It’s the new mantra of our culture, the moral wisdom of the age. It’s the battle cry of a movement led by those not so wise as a sage.

A few months ago, the Coca-Cola Co. joined the chorus and launched its “Love Is Love” campaign in Hungary. Peppered throughout train stations, on billboards, and on its Hungarian Facebook page, Coke’s ads featured both opposite-sex and same-sex couples with the hashtag #loveislove. The campaign came days before the “love revolution”–themed Sziget Festival, a weeklong music and art event held annually in Budapest.

The message of this slogan is a no-brainer: “Male or female? Who cares? Love is love, and it’s all good!” As the Coca-Cola Co. stated in an email dated August 4, 2019, the ads “do indeed try to convey a message: . . . our belief that everyone has a right to love and that the feeling of love is the same for all” (emphases added).

Kudos to those who developed the slogan because it has rhetorical force. It appeals to something innate: the desire for romantic love. And, in particular, it proposes love as the foundation of a sexual relationship, which is noble and worthy of praise (something we can’t say about the motivations behind the “hookup” culture).

But when you think it through, “love is love,” the way it is used in this slogan, simply can’t be true.

Hijacking the word love

Consider, for example, that when the slogan is used, love is rarely defined. And when it is defined, it’s usually called a “feeling,” as the Coca-Cola Co. called it in its defense of the ads. (Not too different from “Taste the feeling!”)

The problem is that it is so easy to hijack the term love to justify almost anything. The grotesque North American Man Boy Love Association (NAMBLA), for example, does just that. It seeks to justify sexual acts between adult males and young boys in the name of “love,” stating on its website:

NAMBLA’s goal is to end the extreme oppression of men and boys in mutually consensual relationships by . . . educating the general public on the benevolent nature of man/boy love (emphases added).

Adopting the same reasoning as the Coca-Cola Co., NAMBLA appeals to the rights of all to express love through their bodies: “We support the rights of youth as well as adults to choose the partners with whom they wish to share and enjoy their bodies.”

Every bit of so-called wisdom that “love is love” embodies—the feeling of love is the same for all and that everyone has a right to express that love—justifies the abuse that NAMBLA promotes.

Now, someone will inevitably counter, “What NAMBLA promotes isn’t true sexual love. Minors aren’t in a position to understand what’s involved in a sexual relationship. Therefore, they can’t really consent. The slogan ‘Love is love’ is meant only to express the idea that biological sex is irrelevant to romantic love and its expression in sexual activity among consenting adults.”

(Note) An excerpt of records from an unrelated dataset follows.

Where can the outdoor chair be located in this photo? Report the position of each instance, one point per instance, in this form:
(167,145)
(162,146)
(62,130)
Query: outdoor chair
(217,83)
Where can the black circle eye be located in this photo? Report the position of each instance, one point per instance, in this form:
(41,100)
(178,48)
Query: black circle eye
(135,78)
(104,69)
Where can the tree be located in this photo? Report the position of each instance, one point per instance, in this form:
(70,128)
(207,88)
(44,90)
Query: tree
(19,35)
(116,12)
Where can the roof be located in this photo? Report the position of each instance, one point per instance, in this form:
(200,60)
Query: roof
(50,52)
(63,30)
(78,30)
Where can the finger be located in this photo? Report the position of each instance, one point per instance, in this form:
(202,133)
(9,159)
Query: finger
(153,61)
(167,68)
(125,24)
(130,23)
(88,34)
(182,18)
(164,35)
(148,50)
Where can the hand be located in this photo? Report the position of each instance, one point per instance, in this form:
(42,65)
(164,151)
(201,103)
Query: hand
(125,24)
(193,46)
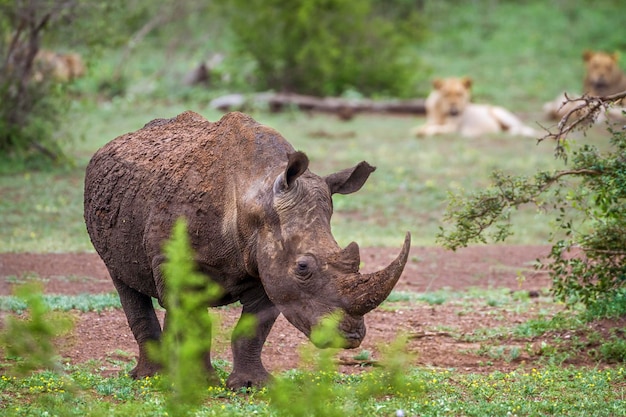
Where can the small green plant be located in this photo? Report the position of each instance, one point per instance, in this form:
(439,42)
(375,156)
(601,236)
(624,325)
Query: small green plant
(30,340)
(614,350)
(188,335)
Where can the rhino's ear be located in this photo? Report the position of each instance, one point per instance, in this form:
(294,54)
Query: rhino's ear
(297,163)
(349,180)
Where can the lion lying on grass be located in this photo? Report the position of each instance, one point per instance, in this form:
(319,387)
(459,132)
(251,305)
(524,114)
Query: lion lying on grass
(603,77)
(449,110)
(61,67)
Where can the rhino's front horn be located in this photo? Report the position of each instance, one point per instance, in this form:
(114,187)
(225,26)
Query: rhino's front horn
(365,292)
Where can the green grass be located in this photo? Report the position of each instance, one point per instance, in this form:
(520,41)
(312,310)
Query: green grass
(552,390)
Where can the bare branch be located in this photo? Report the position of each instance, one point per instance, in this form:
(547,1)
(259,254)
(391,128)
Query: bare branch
(583,113)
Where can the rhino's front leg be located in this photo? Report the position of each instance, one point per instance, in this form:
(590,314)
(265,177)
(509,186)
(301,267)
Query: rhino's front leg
(248,370)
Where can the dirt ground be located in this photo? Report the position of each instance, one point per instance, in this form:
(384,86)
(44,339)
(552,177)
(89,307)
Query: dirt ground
(434,331)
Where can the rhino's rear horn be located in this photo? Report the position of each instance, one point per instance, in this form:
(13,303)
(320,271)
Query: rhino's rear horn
(365,292)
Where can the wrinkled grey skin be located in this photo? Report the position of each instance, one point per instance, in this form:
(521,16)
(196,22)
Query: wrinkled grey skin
(258,221)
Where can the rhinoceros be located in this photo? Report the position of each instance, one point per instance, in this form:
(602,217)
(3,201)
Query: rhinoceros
(258,221)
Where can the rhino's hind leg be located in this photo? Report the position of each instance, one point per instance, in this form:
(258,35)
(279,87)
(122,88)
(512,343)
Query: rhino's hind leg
(248,370)
(143,323)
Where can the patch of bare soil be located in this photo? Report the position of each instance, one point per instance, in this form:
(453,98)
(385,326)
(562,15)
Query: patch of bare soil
(435,332)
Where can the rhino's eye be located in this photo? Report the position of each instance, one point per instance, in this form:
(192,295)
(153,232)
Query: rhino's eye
(304,266)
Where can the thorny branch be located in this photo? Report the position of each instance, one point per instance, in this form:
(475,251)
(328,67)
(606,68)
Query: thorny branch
(585,112)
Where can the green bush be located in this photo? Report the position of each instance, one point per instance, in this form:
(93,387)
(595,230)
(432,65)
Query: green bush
(588,201)
(328,47)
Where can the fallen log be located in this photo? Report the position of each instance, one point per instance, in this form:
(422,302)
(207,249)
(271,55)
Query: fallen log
(343,107)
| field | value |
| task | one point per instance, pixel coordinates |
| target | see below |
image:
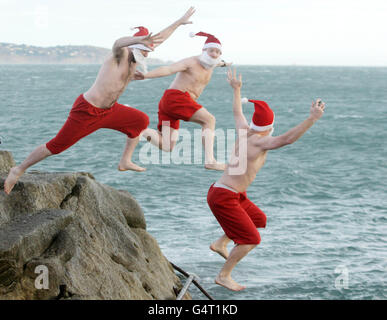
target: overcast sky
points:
(263, 32)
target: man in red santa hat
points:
(227, 199)
(98, 107)
(179, 101)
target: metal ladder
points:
(192, 278)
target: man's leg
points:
(220, 246)
(224, 277)
(15, 173)
(207, 121)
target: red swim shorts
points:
(176, 105)
(84, 119)
(237, 215)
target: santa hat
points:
(142, 31)
(263, 117)
(211, 41)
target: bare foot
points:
(215, 166)
(219, 248)
(13, 176)
(229, 283)
(130, 166)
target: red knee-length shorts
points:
(237, 215)
(84, 119)
(176, 105)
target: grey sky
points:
(311, 32)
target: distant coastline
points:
(11, 53)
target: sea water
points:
(324, 196)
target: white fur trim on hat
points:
(212, 45)
(139, 46)
(261, 128)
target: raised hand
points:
(232, 80)
(317, 109)
(185, 19)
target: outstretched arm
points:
(165, 33)
(316, 112)
(236, 84)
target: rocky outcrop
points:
(66, 236)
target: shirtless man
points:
(179, 101)
(98, 108)
(227, 199)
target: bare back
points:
(112, 79)
(194, 79)
(241, 170)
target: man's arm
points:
(236, 84)
(168, 70)
(165, 33)
(270, 143)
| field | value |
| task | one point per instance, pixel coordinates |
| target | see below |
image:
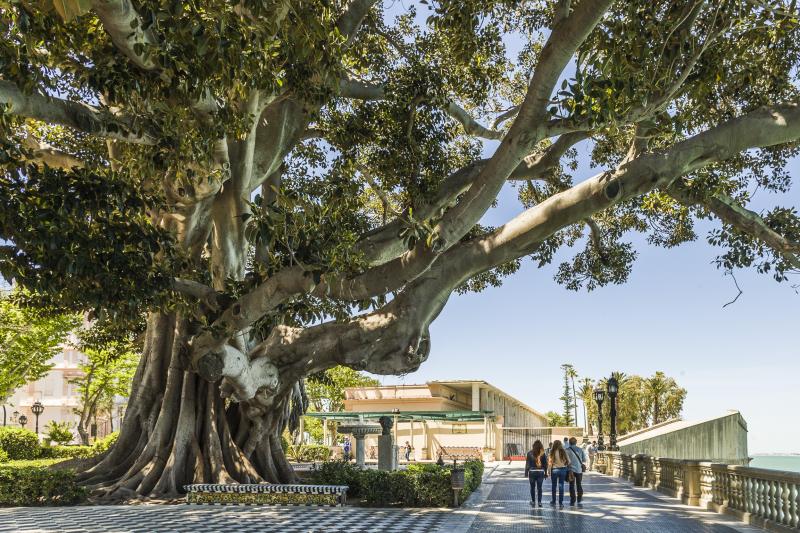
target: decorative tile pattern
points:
(244, 519)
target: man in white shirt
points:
(577, 460)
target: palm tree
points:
(572, 373)
(587, 395)
(569, 375)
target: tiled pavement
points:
(608, 505)
(217, 518)
(500, 505)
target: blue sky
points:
(669, 316)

Members of NAMBLA, however, could point out that their sexual relationships with minors are consensual, as indicated in the above quote. But that aside, those who live by “Love is love” don’t really think all sexual love is equal. For these people, some things rob sex of its power to express true love, such as young age.

But if biological age has something to do with determining appropriate or inappropriate expressions of sexual love, perhaps biological sex does as well. Why should we think biological sex is exempt? Perhaps sexual activity among members of the same sex is not a legitimate expression of sexual love.

To determine whether this is true, we have to first get a hold of what love is. And who better to start with than St. Thomas Aquinas?

The good of another

In his Summa Theologiae, Aquinas follows Aristotle (Rhetoric II, 4) and defines love as “to wish good to someone” (I-II:26:4) just as “he wills good to himself” (ST I-II:28:1). For Aquinas, true love apprehends the other “as his other self” (ibid.) and thus a subject of the good.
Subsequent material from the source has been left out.